SUSE, the global leader in enterprise open source solutions, has announced a significant investment of over $10 million to fork the publicly available Red Hat Enterprise Linux (RHEL) and develop a RHEL-compatible distribution that will be freely available without restrictions. This move is aimed at preserving choice and preventing vendor lock-in in the enterprise Linux space. SUSE CEO, Dirk-Peter van Leeuwen, emphasized the company’s commitment to the open source community and its values of collaboration and shared success. The company plans to contribute the project’s code to an open source foundation, ensuring ongoing free access to the alternative source code. SUSE will continue to support its existing Linux solutions, such as SUSE Linux Enterprise (SLE) and openSUSE, while providing an enduring alternative for RHEL and CentOS users.

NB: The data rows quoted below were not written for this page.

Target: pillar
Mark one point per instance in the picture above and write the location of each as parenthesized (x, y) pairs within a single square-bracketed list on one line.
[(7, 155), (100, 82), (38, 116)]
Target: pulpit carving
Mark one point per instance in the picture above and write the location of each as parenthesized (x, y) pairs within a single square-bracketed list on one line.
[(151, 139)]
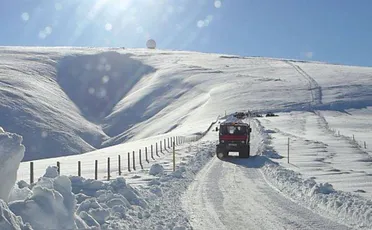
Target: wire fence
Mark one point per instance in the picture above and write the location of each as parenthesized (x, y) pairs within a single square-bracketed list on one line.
[(109, 166)]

How can SUSE maintain RHEL compatibility when source-code for future versions are no longer publicly available?
Rocky Linux have said that they can rebuild using publicly available sources in UBI containers and cloud images.
https://rockylinux.org/news/keeping-open-source-open/
Though reading the article, I don’t know if SUSE is simply rebuilding or forking. In any case, it’s cool to see SUSE committed to open source principles.
SUSE doesn’t HAVE to do that. That’s kind of a grey area. It’s legal, but kind of skirting things.
What you can do is get RHEL, take a look at all the packages and their changelogs, git history, find the code in CentOS, and then build your own from scratch. It’s a ton more work, Rocky wouldn’t have the resources to do it, but SUSE will.
Just realized, can’t do git history, because they wouldn’t package in the git files as that’d be internal to RHEL.
Thank you. The SuSE blogpost uses the word “fork”
deleted by creator
The source code IS publicly available in CentOS Stream gitlab repos. The thing that isn’t public anymore is the pre-packaged SRPM snapshots of that code. This effectively means that if clone makers want to keep cloning RHEL, they have to pull from CentOS Stream and do some Engineering work instead of throw a script at a pile of SRPMS to rebuild them. This whole thing has been weirdly blown out of proportion in my opinion.
Disclaimer: I work for Red Hat so feel free the grain of salt my statements and flame me if you feel so inclined. I don’t mind people being upset about the change, I just want people to be mad at the right thing if they are going to be mad.